Que faire avec cette droite naguère donnée pour libérale et conservatrice ? Elle existe encore, mais tout bas. On l’entend plus aujourd’hui, au moment de son ultime soupir, qu’hier, celui de sa vigueur électorale. Comme champions successifs, elle a eu Édouard Balladur, Jacques Chirac, Philippe de Villiers, Nicolas Sarkozy, François Fillon et Laurent Wauquiez. Tous ceux-là ont ou déçu ou jamais été élus. Cette droite ressemble aux enfants perdus de ces familles devenues décomposées à force d’avoir été trop recomposées.
Un tiers est parti chez Emmanuel Macron, le sémillant beau-père de substitution. Le deuxième chez Marine Le Pen, la tante atrabilaire qui dit vrai, mais tout de même un peu fort. Le dernier est demeuré fidèle. Mais à qui et à quoi ? François-Xavier Bellamy, le gendre idéal, n’a fait qu’un tour de piste et devrait tôt repartir à ses chères études. Quant à l’oncle de tutelle, Laurent Wauquiez, il est désormais démissionnaire, tel les pères du même nom. Paradoxe de cette droite qui aime si fort la famille et ses valeurs qu’elle laisse les siennes se défilocher…

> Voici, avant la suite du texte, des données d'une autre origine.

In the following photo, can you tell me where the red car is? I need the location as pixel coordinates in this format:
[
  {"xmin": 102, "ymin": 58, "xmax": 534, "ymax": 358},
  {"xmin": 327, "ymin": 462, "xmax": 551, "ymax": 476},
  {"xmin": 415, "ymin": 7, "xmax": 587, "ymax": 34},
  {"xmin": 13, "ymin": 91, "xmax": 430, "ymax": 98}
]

C’est dans ce contexte pour le moins brouillon que Marion Maréchal entame son retour médiatique. Prémices d’un possible retour en politique ? Pas sûr, mais enfin si, à sa façon. Ainsi, au presque lendemain de la débâcle des Républicains aux dernières élections européennes, elle annonce, le dimanche 2 juin : « Si je peux être utile pour essayer de construire la grande alliance des droites, je le ferai à mon niveau. » Jusque-là, rien de nouveau, refaisant globalement sienne l’analyse de Patrick Buisson dans son essai, La Cause du peuple, selon laquelle seule la jonction entre France d’en haut et France d’en bas, France des valeurs et France du travail, permettrait d’assurer la victoire. D’où ces propos : « Le Rassemblement national est indispensable à la vie politique, mais il n’est pas suffisant. Il faut le dépasser et permettre que d’autres voix s’expriment dans d’autres mouvements pour permettre un grand compromis patriotique qui arrive à une coalition ou des alliances de circonstances. […] Soit l’alliance de la libre entreprise et de la France éternelle. »

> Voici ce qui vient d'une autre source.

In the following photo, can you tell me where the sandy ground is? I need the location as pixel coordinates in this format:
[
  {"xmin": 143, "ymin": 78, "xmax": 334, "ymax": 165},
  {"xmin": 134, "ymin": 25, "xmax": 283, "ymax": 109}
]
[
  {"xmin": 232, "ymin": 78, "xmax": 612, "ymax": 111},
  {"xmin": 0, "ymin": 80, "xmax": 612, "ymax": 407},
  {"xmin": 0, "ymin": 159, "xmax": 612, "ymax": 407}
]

Ce type d’alliance n’a pas la saveur de l’inédit et on les a vues, un temps, fleurir dans les années 80 du siècle dernier. Seulement, l’époque n’est plus la même. La droite était alors en position de force dans les urnes et le Front national nettement moins. Les deux rivalisaient alors de libéralisme économique contre les « socialo-communistes ». Depuis, le mur de Berlin est tombé et les clivages ont changé. Alain Madelin, naguère héraut de « la libre entreprise et de la France éternelle », a été le premier à rejoindre Emmanuel Macron. Même Gérard Larcher, père en politique de Christine Boutin, elle aussi assez portée sur « la libre entreprise et la France éternelle », entend clore la parenthèse « identitaire » initiée par Laurent Wauquiez.

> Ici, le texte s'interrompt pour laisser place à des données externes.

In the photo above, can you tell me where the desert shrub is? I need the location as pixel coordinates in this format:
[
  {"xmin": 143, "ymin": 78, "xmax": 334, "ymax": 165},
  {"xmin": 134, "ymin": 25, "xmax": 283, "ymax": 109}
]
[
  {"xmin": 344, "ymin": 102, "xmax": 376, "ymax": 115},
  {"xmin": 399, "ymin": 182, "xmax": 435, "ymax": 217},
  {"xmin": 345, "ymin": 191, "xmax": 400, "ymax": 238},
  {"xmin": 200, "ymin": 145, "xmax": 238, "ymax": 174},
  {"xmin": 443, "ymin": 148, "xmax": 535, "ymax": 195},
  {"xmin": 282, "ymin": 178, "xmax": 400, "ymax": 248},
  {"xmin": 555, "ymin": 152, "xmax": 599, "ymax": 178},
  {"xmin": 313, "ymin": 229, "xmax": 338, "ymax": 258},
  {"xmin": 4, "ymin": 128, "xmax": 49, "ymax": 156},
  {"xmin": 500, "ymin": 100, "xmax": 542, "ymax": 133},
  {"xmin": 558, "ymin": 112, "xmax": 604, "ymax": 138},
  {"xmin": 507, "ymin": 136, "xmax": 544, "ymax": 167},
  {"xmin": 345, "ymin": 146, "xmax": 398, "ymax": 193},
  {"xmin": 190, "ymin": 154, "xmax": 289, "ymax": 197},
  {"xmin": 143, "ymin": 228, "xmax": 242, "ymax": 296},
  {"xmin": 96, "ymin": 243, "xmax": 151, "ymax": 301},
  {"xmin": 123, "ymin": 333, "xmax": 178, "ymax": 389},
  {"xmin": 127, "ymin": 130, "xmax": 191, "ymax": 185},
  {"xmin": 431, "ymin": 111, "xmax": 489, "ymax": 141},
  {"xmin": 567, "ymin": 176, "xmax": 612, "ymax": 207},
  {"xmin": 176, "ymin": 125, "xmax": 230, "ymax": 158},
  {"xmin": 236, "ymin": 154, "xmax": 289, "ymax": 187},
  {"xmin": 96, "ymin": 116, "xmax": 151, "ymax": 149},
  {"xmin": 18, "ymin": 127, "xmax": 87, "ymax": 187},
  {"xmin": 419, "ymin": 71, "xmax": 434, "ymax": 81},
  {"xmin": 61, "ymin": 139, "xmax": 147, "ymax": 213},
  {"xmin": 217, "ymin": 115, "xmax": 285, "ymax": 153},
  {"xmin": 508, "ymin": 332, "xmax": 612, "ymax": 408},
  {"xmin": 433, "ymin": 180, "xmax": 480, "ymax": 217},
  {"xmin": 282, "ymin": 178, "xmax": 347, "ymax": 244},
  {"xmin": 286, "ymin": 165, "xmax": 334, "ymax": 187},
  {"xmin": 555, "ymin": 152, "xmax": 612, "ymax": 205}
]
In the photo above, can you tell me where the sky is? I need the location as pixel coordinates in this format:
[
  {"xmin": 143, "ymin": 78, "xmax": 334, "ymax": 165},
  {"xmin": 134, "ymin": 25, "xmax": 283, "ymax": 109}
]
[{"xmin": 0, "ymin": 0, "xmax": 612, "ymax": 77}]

Logiquement, Marion Maréchal affirme : « J’espère que ce courant de droite qui a été un peu malmené, trahi à certains égards, qui a subi une certaine forme de terrorisme intellectuel de la gauche et qui a été victime de sa stratégie au centre va se faire entendre. » Et Marine Le Pen, elle plus favorable à l’union des populistes qu’à celle des droites, de répondre en écho : « Cette démission de Wauquiez était inévitable. Nous tendons la main à tous les cadres et électeurs LR patriotes, attachés à la défense de notre identité, à la fin du matraquage fiscal et à la restauration de la grandeur française. L’alternative à Macron est possible. »
Ceux qui espéraient monter la nièce contre la tante en seront peut-être pour leurs frais, les deux femmes ayant le don de chasser en bande quand les circonstances l’imposent. Quand Marine lance, sur le ton de la blague, qu’en tant que patronne du RN, elle verrait assez bien Marion comme celle de LR, ce n’est pas forcément qu’une… blague.
Si l’une a siphonné l’électorat patriote de La France insoumise, l’autre pourrait bien faire de même des derniers rogatons Républicains. Plus que jamais, la voie est libre. Faute de combattants ? Oui, en quelque sorte, puisque tous partis chez Emmanuel Macron. Entre RN et LREM, il n’y a maintenant plus rien, ou presque.